Veteran Toledo steam car set for Regent Street Motor Show
A steam-powered Toledo from the last century will be one of the stars of the Regent Street Motor Show on Saturday, 1 November.
The car and owner Nick Howell, a Cornish fish merchant, will be hoping for top honours in the prestigious EFG International Concours d’Elegance - a centrepiece of the show that turns the famous shopping street into a traffic-free zone for the day.
The concours event is open to around 100 veteran cars, all of which will be taking part in the London to Brighton the next day.
If the Toledo does win an award, it will cap a successful year for the car. It triumphed in this year’s Pebble Beach concours in America where it won the Chairman’s Trophy, prior to re-enacting a trip the very same car made from Flagstaff to the Grand Canyon more than 112 years ago.
Car nut Howell bought the car as a restoration project in 2004 and it is believed to be one of just 14 steam-powered Toledos still in existence.
Said Howell, ‘I have rebuilt many veteran and vintage cars in the past, but once I’ve got them running properly I tend to get bored.
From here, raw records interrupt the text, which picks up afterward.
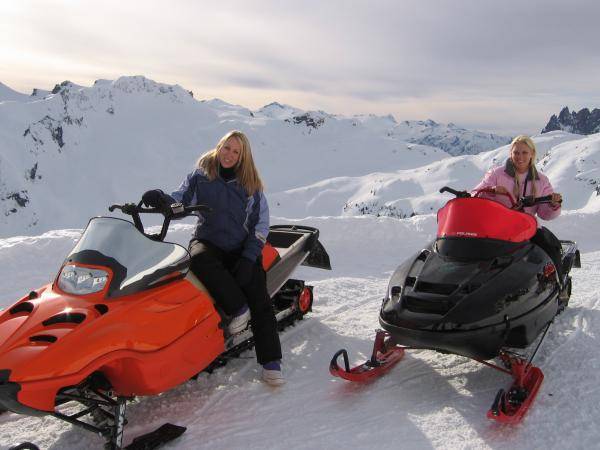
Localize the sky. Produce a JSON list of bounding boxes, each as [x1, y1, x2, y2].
[[1, 0, 600, 135]]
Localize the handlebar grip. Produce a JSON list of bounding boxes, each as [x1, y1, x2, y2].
[[440, 186, 470, 198], [439, 186, 456, 195]]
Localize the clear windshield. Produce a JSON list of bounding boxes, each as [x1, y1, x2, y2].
[[65, 217, 190, 297]]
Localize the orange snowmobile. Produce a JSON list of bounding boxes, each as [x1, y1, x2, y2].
[[0, 201, 330, 449]]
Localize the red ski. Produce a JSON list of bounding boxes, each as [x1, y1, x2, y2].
[[330, 330, 405, 382], [486, 353, 544, 424]]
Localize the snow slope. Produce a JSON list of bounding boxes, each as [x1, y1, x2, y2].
[[0, 82, 30, 103], [270, 131, 595, 218], [0, 213, 598, 449]]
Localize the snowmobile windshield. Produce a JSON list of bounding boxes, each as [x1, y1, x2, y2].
[[437, 197, 537, 242], [62, 217, 190, 298]]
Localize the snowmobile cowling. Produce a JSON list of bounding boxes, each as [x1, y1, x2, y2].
[[437, 197, 537, 242]]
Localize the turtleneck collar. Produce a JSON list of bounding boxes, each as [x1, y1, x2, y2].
[[218, 163, 237, 181]]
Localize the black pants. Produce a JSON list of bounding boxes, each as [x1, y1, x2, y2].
[[531, 227, 564, 280], [189, 239, 282, 365]]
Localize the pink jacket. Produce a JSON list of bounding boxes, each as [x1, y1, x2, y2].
[[472, 159, 561, 222]]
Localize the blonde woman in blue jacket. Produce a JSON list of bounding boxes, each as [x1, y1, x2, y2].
[[142, 130, 283, 385]]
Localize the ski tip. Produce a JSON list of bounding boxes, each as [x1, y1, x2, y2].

So about ten years ago - when I started looking for another car to rebuild - I chose a steam-powered car as getting one to run smoothly seems to be a never-ending challenge!’
He found the Toledo for sale at a farm auction in America in 2004 and in the course of delving into its history he discovered that its modifications – including a longer chassis and a larger than usual water tank – meant it was the very same steam car used by photographer Oliver Lippincott to make that pioneering drive from Flagstaff in Arizona to the South Rim of the Grand Canyon.
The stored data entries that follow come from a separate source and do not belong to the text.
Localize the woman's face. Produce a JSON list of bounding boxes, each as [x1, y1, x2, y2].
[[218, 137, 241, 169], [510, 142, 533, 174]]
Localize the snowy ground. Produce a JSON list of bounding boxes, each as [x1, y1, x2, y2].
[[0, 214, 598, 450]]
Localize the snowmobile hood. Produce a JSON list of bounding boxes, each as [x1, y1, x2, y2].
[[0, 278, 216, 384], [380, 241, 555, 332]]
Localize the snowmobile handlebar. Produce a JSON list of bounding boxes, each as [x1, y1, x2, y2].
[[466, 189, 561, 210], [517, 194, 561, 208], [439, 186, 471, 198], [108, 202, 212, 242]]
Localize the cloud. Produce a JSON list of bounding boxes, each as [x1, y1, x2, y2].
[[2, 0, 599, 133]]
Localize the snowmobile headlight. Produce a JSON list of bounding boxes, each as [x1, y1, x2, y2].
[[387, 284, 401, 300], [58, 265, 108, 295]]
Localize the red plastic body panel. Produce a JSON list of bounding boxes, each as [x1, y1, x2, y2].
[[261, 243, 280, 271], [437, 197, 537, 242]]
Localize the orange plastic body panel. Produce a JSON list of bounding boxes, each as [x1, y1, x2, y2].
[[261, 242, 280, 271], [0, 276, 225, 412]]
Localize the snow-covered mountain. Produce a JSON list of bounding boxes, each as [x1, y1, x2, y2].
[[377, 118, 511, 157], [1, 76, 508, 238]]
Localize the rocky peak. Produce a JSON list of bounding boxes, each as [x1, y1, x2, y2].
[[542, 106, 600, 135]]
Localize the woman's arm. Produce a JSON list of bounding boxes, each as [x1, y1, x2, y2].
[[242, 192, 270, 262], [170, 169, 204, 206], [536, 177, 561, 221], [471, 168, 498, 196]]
The car was made by the American Bicycle Company of Toledo, Ohio, in 1902 and took three days to cover the 67 miles to the edge of the Canyon.
After years of rebuilding – the car is remarkably original with only three small pieces of new wood needed to replace charred originals – the Toledo was invited to Pebble Beach.
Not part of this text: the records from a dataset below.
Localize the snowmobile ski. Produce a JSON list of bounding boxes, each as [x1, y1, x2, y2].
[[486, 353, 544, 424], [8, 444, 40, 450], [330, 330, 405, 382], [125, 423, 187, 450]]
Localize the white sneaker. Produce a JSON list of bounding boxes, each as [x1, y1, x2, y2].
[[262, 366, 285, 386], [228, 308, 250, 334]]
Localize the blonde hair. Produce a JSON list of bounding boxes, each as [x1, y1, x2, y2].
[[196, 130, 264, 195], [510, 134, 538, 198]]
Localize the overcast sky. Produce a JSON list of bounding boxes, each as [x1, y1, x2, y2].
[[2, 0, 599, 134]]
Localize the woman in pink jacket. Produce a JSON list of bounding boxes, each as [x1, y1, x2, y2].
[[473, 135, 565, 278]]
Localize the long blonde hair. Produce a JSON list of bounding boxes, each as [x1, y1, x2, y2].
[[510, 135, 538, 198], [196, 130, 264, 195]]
And after its triumph there, it was shipped to Flagstaff for its second trip to the Grand Canyon. Howell’s re-enactment over unmade forest tracks also took two days and due to poor weather turning the trail into a quagmire, it had to be towed the last 15 miles. Remarkably, the same fate befell the car in 1902, when it was dragged over the final few miles behind a horse as the weather turned.
You can see the car at the free-to-view Regent Street Motor Show. The show means the street is closed to traffic from Piccadilly Circus to Oxford Circus and last year it attracted more than 400,000 visitors.
This year, there will be hundreds of cars on display, including modern performance cars, family cars, eco cars and racing cars as well cars from motoring’s past.